Since July, China’s central bank has dealt with 602 cases involving merchants rejecting cash payments, including Alibaba’s Hema supermarket. The “new retail” chain lets shoppers scan goods with their smartphones to see more information, as well as paying with the Hema app.
Alibaba boasts a more efficient and “seamless blend of online and offline shopping experience”, but consumers complained to the central bank’s Shanghai branch that they were told they couldn’t pay with cash at all.
(Abacus is s unit of the South China Morning Post, which is owned by Alibaba.)
Following the central bank’s order, the Hema stores in question have reportedly started accepting cash again. We reached out to Alibaba for more details, but didn’t receive an immediate response.
China’s fast and large-scale adoption of mobile payments has brought convenience to millions of people -- from fish vendors to beggars. Some 89% of Chinese people reportedly use Alipay and WeChat Pay when shopping offline.
But it’s also been a pain for people less accustomed to new technology.
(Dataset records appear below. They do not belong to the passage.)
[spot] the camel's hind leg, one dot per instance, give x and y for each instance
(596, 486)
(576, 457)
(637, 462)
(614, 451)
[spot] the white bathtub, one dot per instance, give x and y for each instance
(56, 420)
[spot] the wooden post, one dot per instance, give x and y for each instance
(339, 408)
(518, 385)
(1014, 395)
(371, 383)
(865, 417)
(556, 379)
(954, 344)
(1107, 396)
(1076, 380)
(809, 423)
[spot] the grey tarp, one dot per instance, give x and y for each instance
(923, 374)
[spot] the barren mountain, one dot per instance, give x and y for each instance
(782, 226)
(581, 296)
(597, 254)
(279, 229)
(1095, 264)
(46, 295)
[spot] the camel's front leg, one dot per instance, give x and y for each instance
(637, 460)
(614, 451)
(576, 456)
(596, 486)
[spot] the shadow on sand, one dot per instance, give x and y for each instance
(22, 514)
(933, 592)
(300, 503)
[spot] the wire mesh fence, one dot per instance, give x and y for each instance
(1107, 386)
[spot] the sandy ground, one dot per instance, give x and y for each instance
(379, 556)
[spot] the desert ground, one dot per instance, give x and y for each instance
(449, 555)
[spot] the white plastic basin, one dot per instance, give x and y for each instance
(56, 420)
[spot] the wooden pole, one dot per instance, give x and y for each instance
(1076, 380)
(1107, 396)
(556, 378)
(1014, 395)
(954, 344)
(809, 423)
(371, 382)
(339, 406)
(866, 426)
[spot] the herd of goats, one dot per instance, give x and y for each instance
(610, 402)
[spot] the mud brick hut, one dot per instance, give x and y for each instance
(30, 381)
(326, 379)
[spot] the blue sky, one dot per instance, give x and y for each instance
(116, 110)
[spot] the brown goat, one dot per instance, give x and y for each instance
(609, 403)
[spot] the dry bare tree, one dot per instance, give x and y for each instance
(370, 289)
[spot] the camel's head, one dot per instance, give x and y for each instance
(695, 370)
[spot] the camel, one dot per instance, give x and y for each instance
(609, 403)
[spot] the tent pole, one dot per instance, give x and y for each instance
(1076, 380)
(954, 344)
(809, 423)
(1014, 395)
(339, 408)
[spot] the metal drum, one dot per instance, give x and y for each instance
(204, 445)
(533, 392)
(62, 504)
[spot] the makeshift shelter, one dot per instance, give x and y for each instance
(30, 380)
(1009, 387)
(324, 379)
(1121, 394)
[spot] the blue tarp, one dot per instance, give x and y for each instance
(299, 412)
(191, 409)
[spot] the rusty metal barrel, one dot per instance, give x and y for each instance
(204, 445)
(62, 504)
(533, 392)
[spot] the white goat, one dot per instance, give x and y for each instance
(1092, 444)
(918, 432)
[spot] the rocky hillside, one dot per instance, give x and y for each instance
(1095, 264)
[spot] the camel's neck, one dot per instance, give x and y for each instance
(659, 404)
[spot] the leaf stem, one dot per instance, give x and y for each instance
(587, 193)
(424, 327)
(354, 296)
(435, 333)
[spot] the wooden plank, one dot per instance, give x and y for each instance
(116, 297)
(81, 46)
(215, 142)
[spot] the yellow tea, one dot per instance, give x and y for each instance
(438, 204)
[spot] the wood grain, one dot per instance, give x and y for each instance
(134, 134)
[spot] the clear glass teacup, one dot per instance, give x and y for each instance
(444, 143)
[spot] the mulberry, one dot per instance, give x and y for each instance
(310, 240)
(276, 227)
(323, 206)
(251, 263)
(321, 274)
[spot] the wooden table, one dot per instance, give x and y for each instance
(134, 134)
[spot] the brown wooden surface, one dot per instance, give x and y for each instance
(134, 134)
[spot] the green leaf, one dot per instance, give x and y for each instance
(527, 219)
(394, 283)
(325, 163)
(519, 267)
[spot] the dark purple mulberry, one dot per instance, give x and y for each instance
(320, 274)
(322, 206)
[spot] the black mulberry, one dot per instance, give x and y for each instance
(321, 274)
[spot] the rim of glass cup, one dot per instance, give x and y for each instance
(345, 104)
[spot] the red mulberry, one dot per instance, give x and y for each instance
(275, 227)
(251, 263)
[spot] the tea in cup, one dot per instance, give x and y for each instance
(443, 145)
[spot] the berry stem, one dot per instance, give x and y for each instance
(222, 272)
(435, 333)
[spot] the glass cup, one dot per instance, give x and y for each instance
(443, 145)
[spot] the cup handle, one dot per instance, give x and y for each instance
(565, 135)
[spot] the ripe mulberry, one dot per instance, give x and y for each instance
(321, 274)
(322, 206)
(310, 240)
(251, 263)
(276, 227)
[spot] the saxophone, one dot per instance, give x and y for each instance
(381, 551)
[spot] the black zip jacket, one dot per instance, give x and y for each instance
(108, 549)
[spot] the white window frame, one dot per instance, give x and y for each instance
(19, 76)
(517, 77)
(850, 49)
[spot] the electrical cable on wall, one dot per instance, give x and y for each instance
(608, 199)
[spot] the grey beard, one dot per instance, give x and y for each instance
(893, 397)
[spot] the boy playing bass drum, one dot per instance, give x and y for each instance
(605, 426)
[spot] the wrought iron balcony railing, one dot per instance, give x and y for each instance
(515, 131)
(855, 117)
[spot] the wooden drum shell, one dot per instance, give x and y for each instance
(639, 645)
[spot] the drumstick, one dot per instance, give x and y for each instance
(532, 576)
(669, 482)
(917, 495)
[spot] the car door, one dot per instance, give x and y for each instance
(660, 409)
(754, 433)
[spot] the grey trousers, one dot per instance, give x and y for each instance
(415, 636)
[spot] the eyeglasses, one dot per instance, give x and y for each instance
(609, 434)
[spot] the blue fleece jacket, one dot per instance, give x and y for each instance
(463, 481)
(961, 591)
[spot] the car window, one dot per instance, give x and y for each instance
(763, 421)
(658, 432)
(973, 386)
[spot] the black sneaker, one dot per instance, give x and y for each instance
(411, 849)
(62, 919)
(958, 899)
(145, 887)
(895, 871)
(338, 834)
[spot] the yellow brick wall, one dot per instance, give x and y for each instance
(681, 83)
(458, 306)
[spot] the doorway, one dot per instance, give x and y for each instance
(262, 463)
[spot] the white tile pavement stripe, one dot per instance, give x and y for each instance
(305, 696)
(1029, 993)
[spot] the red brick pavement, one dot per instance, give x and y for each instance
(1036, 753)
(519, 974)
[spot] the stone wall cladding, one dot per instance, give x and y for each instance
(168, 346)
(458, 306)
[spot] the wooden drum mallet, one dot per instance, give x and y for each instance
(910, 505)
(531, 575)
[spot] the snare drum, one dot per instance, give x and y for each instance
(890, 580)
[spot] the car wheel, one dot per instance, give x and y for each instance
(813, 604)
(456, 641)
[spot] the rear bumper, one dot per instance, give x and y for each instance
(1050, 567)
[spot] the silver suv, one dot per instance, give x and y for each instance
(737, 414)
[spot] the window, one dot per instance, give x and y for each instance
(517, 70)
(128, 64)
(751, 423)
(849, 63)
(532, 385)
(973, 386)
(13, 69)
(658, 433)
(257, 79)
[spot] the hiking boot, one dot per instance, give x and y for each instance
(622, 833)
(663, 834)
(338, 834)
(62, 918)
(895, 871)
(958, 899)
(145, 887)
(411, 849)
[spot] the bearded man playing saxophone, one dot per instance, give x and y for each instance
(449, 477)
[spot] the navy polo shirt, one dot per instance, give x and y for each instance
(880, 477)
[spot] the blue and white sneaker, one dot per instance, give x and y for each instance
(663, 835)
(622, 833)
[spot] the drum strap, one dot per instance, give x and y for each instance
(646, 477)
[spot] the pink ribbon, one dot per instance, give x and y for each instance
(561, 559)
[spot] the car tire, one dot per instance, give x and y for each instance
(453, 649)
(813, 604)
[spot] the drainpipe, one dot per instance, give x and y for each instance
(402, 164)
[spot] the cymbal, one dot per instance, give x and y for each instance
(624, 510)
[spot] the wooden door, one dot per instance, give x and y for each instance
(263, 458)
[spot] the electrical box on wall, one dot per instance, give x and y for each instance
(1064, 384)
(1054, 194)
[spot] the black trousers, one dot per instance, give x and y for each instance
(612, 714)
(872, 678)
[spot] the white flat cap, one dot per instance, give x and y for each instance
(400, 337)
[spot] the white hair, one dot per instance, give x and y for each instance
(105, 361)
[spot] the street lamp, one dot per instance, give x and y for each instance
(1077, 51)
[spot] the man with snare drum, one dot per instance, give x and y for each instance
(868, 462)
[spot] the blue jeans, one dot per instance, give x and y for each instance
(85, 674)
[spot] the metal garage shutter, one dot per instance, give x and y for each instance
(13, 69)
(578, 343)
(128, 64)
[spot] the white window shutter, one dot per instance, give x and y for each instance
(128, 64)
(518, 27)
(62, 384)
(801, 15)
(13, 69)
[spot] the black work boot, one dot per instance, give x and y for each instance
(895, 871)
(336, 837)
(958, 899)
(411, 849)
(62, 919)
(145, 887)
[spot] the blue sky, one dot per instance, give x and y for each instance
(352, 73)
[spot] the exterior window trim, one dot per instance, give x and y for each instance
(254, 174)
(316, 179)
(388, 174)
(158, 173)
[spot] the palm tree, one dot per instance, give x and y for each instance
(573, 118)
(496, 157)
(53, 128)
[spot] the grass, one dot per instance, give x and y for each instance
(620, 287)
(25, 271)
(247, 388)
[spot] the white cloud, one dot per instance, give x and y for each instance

In September, a 67-year-old man was involved in a quarrel in the northern province of Heilongjiang, after a shop refused to take his cash to pay for grapes.
“I was using real renminbi, not fake bills. Are they humiliating me for not knowing how to use WeChat?”, the man yelled furiously in a video that was widely circulated online.
He is not alone. It’s estimated that more than 30% of people born in the 1950s have run into problems trying to pay in cash.
In July, China’s central bank started cracking down on merchants who have refused to accept fiat money, saying that it damages consumer rights and the renminbi’s legal status. It also warned against “overhyping” the concept of a cashless society. Last month, it said that merchants who are found to have rejected cash will receive bad credit scores.